Zo’n vijfendertighonderd jaar geleden gingen Mozes en Aäron, inmiddels tachtig en drieëntachtig jaar oud, met knikkende knieën op weg naar het paleis van de farao van Egypte. Ze hadden een gevaarlijke boodschap te brengen, die hun wellicht het leven kon kosten. Zeker, het was de Here God zelf die Mozes deze opdracht had gegeven. Maar nu ze er vlak voor stonden hadden ze het knap benauwd. Aäron hield zijn staf stevig in de hand. ‘Als de farao jullie niet gelooft, moet je de staf van Aäron op de grond gooien. Die wordt dan een grote slang. Dan weet farao dat jullie de opdracht van Mij hebben’, had God gezegd. Die belofte had ze weer een beetje moed gegeven. Zo gingen ze op pad. Aangekomen in de grote troonzaal waar de farao vertoornd en hooghartig op hen neerkeek gaven ze de boodschap van God door. De farao lachte hen middenin hun gezicht uit en beval zijn tovenaars hetzelfde te doen. Tot verbijstering van Mozes en Aäron deden de tovenaars inderdaad hetzelfde. Met dit verschil: de grote slang van Aäron vrat de andere slangen op. Desondanks geloofde de farao hen niet en stuurde hen weg. Hoe anders had het kunnen lopen voor de gewone Egyptenaar als de farao…

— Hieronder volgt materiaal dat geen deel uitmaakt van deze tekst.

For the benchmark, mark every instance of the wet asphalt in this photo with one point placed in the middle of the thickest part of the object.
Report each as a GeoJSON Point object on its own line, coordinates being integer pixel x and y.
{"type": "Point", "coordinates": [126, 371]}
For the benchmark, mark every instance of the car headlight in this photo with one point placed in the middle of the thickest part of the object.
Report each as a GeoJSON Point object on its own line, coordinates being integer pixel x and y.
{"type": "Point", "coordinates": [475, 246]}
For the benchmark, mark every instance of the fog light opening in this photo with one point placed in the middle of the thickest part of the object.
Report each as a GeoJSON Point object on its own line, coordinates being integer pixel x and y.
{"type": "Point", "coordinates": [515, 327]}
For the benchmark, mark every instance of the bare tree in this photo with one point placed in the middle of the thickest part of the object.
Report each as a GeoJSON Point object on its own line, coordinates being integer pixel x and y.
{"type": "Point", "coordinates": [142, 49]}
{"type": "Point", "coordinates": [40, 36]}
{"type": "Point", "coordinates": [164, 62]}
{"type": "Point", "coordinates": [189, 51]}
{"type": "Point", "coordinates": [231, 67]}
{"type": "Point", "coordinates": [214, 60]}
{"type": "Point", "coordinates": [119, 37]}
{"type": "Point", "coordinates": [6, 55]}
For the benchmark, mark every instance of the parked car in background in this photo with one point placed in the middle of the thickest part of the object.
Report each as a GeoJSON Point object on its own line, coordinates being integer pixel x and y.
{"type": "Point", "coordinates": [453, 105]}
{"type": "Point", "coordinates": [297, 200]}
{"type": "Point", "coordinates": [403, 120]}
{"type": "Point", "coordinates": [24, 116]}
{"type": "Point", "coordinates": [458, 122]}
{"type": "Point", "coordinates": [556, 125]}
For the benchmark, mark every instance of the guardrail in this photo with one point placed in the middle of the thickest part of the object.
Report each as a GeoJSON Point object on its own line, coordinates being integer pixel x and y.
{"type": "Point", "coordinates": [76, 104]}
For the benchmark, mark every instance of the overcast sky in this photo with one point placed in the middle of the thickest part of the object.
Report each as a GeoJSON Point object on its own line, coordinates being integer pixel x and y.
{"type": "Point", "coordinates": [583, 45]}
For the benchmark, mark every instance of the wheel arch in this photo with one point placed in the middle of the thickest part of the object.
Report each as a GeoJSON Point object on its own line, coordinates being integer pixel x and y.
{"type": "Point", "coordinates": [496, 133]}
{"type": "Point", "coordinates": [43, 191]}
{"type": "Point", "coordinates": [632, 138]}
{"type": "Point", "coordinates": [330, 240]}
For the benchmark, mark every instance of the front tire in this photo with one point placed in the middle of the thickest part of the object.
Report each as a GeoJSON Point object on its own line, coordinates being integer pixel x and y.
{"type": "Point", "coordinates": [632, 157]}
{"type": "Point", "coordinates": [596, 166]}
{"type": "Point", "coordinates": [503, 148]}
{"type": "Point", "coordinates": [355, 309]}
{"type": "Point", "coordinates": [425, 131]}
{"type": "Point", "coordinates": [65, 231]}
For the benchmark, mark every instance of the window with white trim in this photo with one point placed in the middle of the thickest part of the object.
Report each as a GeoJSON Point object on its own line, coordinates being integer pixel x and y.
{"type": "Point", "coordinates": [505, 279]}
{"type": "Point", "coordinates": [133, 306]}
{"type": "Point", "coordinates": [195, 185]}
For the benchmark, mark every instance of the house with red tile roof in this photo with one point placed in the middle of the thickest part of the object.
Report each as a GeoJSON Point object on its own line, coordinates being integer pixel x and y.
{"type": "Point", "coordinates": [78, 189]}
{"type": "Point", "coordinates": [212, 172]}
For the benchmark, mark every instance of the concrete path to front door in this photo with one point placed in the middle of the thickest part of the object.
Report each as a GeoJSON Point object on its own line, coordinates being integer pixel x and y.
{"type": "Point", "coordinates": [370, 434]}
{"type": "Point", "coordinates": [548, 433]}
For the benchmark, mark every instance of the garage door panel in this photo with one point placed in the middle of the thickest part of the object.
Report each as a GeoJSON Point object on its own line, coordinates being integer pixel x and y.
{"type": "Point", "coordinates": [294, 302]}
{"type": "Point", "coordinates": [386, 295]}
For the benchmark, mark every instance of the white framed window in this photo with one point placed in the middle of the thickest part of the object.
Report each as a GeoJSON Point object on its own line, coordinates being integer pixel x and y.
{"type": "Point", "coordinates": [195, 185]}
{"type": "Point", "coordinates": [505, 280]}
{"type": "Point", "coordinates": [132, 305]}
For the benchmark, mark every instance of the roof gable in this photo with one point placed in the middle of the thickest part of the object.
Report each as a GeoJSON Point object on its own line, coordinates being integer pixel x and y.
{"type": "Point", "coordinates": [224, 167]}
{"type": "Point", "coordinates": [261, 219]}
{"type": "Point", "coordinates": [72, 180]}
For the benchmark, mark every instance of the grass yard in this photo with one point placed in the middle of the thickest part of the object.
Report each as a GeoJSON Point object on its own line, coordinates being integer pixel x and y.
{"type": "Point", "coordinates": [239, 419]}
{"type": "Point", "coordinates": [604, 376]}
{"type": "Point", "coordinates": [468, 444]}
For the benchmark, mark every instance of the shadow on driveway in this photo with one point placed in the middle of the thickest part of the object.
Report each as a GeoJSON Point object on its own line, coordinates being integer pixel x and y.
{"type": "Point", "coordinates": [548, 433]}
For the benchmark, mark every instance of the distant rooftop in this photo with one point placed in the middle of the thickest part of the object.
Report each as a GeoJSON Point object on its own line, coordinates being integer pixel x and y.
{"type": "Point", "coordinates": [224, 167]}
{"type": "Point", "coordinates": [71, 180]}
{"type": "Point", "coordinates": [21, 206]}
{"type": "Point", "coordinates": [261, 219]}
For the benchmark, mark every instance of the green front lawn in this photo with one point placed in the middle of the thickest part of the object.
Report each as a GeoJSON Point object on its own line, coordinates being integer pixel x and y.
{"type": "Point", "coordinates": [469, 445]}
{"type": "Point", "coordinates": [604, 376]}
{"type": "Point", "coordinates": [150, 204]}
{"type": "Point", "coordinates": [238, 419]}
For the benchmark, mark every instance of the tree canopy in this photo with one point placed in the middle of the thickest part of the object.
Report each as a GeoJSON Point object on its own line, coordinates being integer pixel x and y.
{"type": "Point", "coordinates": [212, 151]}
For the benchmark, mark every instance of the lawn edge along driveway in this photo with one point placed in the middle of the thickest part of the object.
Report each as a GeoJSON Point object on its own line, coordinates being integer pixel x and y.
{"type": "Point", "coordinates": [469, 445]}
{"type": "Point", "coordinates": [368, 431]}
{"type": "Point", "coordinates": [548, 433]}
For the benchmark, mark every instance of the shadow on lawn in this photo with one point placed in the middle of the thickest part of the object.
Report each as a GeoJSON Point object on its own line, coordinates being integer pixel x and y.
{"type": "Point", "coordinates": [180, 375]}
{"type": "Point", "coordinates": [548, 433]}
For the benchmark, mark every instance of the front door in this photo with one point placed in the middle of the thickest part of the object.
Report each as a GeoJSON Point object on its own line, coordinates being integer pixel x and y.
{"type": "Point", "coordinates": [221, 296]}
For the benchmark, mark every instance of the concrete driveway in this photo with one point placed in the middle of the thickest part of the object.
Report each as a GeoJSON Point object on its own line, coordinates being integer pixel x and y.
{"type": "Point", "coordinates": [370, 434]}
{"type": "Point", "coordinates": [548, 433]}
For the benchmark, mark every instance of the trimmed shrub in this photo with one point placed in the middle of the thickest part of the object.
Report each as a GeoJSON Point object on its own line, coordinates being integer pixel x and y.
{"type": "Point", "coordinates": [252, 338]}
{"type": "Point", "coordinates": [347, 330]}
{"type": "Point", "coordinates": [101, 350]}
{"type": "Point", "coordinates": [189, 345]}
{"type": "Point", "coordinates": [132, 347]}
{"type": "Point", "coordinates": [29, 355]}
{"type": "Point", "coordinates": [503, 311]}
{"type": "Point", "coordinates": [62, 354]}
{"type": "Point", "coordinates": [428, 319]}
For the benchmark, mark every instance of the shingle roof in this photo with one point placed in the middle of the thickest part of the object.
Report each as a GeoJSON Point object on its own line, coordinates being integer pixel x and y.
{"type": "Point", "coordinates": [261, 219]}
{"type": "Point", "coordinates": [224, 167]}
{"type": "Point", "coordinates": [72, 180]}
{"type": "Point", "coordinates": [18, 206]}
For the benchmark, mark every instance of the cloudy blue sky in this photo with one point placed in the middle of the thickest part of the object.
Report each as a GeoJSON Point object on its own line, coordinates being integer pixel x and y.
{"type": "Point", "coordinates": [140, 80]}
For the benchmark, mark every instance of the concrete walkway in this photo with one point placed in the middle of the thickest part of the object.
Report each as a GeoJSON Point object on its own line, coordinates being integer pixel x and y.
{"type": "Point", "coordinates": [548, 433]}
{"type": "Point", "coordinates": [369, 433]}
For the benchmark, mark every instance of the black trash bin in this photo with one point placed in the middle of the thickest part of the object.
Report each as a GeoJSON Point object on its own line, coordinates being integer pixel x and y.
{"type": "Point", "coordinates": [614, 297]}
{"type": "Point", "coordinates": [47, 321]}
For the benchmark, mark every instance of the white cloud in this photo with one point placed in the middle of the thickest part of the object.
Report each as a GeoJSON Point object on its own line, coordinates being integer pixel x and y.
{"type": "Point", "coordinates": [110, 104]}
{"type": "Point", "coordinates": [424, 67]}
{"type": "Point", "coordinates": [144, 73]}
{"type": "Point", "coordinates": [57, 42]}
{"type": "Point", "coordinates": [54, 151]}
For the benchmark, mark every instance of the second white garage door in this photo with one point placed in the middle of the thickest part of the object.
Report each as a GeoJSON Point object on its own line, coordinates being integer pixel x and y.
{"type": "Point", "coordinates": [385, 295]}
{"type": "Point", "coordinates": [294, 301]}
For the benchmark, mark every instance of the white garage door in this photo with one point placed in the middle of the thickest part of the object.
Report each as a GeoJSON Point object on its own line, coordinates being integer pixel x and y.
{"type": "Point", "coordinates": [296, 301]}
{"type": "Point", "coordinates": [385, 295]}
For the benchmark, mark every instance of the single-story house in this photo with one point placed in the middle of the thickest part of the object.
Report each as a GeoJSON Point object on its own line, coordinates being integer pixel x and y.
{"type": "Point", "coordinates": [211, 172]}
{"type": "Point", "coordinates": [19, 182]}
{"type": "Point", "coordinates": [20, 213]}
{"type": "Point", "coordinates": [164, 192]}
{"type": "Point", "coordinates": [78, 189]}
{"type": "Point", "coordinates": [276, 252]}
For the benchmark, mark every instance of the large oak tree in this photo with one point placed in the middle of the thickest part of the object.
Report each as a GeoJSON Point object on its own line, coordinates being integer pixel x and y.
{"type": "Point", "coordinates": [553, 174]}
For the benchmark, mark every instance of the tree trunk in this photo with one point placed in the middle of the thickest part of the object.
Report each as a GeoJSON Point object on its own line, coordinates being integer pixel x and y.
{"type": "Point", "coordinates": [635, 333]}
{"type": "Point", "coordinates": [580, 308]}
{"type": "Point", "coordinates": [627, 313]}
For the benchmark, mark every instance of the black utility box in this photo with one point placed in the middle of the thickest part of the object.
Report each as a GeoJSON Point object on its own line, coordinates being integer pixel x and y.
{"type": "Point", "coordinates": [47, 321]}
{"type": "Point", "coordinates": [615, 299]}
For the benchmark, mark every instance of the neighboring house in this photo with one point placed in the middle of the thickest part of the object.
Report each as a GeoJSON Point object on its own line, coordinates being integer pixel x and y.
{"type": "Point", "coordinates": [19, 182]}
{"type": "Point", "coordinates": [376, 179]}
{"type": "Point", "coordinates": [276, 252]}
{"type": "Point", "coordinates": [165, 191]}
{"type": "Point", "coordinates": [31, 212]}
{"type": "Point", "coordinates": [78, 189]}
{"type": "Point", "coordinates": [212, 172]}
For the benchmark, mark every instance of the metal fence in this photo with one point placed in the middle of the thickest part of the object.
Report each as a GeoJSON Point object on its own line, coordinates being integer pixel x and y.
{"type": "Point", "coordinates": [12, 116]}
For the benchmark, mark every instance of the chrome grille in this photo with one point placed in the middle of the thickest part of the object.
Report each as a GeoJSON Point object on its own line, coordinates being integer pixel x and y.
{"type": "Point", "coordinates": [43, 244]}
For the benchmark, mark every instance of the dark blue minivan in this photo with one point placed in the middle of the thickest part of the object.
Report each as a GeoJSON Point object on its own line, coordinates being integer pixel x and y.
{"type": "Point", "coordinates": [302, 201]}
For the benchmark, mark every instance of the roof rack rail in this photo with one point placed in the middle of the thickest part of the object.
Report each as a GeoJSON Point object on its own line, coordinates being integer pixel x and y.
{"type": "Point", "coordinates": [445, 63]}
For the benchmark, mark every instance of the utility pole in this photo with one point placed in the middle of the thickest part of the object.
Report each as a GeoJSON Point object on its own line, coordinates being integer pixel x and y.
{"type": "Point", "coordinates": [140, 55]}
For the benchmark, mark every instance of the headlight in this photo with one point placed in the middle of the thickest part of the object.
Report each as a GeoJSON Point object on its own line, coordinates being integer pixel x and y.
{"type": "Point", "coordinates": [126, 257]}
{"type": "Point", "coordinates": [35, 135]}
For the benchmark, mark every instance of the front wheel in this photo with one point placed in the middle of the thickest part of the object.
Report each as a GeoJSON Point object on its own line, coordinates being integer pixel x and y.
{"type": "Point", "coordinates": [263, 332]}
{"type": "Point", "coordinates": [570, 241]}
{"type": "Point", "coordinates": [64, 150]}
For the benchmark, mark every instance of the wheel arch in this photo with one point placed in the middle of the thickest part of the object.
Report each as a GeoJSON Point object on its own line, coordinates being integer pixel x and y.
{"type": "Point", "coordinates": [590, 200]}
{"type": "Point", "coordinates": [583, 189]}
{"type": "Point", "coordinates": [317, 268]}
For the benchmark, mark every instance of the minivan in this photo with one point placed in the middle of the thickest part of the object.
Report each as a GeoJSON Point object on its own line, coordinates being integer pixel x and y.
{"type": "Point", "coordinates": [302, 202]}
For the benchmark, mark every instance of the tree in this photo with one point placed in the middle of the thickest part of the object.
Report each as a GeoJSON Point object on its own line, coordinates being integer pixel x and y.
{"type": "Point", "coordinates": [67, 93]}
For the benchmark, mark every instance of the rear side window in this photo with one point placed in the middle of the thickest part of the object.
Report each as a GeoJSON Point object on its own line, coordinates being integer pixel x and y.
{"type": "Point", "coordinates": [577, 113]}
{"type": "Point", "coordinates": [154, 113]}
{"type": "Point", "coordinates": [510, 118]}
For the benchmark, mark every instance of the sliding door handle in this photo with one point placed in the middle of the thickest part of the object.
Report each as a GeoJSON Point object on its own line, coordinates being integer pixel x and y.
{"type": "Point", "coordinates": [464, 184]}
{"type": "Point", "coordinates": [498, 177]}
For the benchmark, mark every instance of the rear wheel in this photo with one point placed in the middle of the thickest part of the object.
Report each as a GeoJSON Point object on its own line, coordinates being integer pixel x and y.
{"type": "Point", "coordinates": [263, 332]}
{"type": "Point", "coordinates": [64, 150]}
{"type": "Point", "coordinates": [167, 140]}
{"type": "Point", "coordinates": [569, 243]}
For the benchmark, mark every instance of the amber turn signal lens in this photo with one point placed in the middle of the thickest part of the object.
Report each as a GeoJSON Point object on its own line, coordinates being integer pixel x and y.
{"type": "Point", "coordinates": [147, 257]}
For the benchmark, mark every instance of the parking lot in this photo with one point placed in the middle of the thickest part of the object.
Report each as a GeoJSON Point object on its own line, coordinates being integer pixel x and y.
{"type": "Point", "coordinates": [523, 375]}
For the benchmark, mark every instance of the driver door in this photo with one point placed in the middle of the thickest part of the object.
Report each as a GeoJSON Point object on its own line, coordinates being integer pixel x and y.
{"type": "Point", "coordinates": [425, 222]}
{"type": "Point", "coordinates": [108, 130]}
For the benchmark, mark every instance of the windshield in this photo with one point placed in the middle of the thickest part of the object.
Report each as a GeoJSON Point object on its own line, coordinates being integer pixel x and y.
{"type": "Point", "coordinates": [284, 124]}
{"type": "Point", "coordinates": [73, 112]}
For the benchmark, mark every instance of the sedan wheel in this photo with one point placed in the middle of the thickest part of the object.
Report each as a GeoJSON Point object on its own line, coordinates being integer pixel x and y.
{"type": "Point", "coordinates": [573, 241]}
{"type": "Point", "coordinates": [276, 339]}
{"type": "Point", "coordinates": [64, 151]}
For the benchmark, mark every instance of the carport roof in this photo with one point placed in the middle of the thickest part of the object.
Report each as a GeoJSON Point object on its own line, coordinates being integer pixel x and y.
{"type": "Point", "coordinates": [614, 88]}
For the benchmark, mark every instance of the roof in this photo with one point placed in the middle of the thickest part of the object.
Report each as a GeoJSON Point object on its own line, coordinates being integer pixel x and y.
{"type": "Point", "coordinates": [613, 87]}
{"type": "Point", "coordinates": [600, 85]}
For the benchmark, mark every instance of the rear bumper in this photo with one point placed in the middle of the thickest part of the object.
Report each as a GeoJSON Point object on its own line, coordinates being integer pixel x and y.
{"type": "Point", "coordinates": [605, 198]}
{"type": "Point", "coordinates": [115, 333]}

Die tovenaars deden dus hetzelfde wonder! Best geloofwaardig. Wie waren dat? Hun namen worden in Exodus niet genoemd. Ze brachten door hun handelen, maar misschien was het wel manipuleren, de farao niet op andere gedachten, integendeel!

 

Paulus gebruikt dit voorbeeld als waarschuwing tegen dwaalleraars en schijngeloof. Hij weet vijftienhonderd jaar later uit de bestudering van de Targum dat het om Jannes en Jambres gaat. De Targum is een oude vertaling/beschrijving van de Hebreeuwse overleveringen in het Aramees. Het Aramees was in die tijd de spreektaal en komt voort uit het gebied rond Ur, waar Abraham ooit vandaan kwam. Zo werden ook toen al andere bronnen gebruikt naast de Pentateuch of Thora. In de tijd van Jezus was het Aramees nog  de spreektaal. In de huidige Syrisch Orthodoxe kerk is dat, als kerktaal, nog steeds in gebruik.

Zo is deze tweede brief van Paulus aan Timoteüs, en daarin mogen we ook een boodschap aan ons zien, een waarschuwing om opmerkzaam te zijn. Door de eeuwen heen is er sprake van schijngeloof en dwalingen.

De grote verleider slaapt niet. Hij loert op een kans.

Timoteüs wordt opgeroepen om vast te houden aan de kern van het geloof en dat uit te dragen. Wanneer Paulus aan hem denkt, herinnert hij zich de ongeveinsdheid van het geloof van Timoteüs.

Dat is: er moedig en standvastig voor uit komen dat je heil in Jezus Christus ligt. Dat Zijn verlossing de basis van je denken en handelen is. Dat je anderen om je heen tegemoet treedt op die basis en ze niet om de oren slaat met allerlei regels en overgeleverde tradities die ooit eens door mensen en kerkvorsten zijn bedacht. Een gezamenlijke basis die ruimte biedt aan ruimere denkbeelden dan je wellicht voor mogelijk had gehouden. Ruimte geven aan elkaar, is dat niet een les voor ons allemaal? Maar dan wel op basis van het geleerde: Alleen in Jezus is redding! Hem samen navolgen in leer en leven op weg naar het slotakkoord van deze maatschappij: Zijn wederkomst.